The settled civil suit was sealed and parties to the case were bound by confidentiality. But after other allegations against Cosby surfaced, Constand and her attorney sought to unseal the deposition and remove the confidentiality agreement she was bound by, arguing that Cosby was not upholding his part to not to discuss the case. Because Cosby had been discussing and denying the accusations publicly, the court had determined he broke confidentiality and the depositions from the civil case could be unsealed.
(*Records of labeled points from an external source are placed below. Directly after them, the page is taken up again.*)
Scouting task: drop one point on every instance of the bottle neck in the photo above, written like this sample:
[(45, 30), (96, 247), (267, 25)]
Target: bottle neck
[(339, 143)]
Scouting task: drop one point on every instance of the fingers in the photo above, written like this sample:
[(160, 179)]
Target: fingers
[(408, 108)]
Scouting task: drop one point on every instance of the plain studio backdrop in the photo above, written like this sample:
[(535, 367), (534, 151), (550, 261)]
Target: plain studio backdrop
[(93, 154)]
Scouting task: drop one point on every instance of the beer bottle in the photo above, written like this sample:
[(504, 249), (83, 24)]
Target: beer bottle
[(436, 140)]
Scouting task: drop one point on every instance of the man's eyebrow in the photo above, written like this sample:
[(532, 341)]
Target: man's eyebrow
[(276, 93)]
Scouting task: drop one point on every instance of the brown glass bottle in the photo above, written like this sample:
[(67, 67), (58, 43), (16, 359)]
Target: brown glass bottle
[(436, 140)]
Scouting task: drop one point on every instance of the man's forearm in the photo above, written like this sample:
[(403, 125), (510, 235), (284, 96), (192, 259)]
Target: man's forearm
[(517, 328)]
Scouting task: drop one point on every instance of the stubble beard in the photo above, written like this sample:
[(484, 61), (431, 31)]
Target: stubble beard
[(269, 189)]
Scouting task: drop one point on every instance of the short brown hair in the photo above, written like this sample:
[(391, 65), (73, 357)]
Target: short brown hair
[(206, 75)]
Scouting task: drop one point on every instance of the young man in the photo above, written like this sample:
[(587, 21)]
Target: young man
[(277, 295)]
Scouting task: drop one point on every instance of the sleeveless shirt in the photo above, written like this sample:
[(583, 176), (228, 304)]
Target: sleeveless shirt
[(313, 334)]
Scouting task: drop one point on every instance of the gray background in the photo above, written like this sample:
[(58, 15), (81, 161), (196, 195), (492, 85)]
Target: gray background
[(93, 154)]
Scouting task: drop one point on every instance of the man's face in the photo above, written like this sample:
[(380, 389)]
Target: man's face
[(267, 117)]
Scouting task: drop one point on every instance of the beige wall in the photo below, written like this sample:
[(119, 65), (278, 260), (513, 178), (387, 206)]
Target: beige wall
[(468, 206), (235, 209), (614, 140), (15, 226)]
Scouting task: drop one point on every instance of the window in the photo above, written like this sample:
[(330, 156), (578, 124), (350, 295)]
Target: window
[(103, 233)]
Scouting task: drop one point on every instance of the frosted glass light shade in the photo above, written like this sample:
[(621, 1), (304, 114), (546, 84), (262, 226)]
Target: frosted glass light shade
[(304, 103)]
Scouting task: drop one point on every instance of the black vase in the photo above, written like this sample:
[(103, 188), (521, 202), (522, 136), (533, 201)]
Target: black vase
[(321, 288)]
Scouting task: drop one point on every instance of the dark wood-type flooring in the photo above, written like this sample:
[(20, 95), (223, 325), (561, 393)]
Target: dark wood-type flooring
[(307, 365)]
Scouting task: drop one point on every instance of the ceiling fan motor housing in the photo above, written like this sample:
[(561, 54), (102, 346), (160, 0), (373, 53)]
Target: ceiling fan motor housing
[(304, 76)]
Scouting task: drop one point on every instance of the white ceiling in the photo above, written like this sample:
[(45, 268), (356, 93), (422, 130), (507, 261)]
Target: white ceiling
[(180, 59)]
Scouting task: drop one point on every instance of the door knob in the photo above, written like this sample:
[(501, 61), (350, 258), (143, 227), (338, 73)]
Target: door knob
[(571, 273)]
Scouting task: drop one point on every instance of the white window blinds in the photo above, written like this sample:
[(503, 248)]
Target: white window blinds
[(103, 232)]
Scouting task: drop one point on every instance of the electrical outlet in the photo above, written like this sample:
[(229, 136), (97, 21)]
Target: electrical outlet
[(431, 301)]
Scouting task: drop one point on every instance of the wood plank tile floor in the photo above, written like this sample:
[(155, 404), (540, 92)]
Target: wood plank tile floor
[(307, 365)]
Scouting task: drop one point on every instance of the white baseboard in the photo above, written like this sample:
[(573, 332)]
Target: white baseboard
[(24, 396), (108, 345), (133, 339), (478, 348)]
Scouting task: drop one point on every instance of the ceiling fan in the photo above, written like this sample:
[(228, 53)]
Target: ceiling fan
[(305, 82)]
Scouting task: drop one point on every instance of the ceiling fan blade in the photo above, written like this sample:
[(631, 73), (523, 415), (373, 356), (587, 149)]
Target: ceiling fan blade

The depositions revealed that Cosby had a history of casual liaisons with women that often included Quaaludes. However, he insists these encounters were consensual. The deposition further showed that Cosby does not deny that he gave Ms. Constand pills, which he says were Benadryl, but again insists she consented and was awake during their encounter.His defense team also argues that there were several inconsistent versions of Constand’s accusation, which is also why the original DA said he declined to pursue charges.
On the other hand, Constand states she was physically compromised and could not resist, saying the pills made her dizzy and nauseous as well as making her legs feel “like jelly”. Furthermore, the prosecution points out that she is gay and was in a relationship at the time and thus would not have consented to such an encounter.
What about the Other Accusations?
Over the last few years approximately 60 women have come forward with similar stories concerning Bill Cosby. However, in the majority of situations there has not been enough evidence to press charges or the statute of limitations for sexual assault has expired. When Constand brought the 2005 civil suit she named 13 other women as witnesses who could attest to Cosby’s behavior. One of those 13 accusers, Kelly Johnson, a former assistant to his agency, will be allowed to testify in the current case in an attempt to show a pattern of behavior, but the judge did not want all the original accusers to testify for fear of biasing the jury. Several of the women who claim they were assaulted have begun to work together to actively extend the statute of limitations for sexual assault. In 2016, Colorado and Nevada extended it from 10 to 20 years and California abolished it altogether. The statute of limitations in Pennsylvania is 12 years.
In addition to his compromised legacy, Cosby, 79, who is now completely blind, faces up to 10 years in prison if he loses this case. He does not plan to testify in the trial, so the outcome will depend on the credibility of Constand and the other accuser. The judge has stated that he wants this to be quick, but the trial is expected to last two weeks or longer.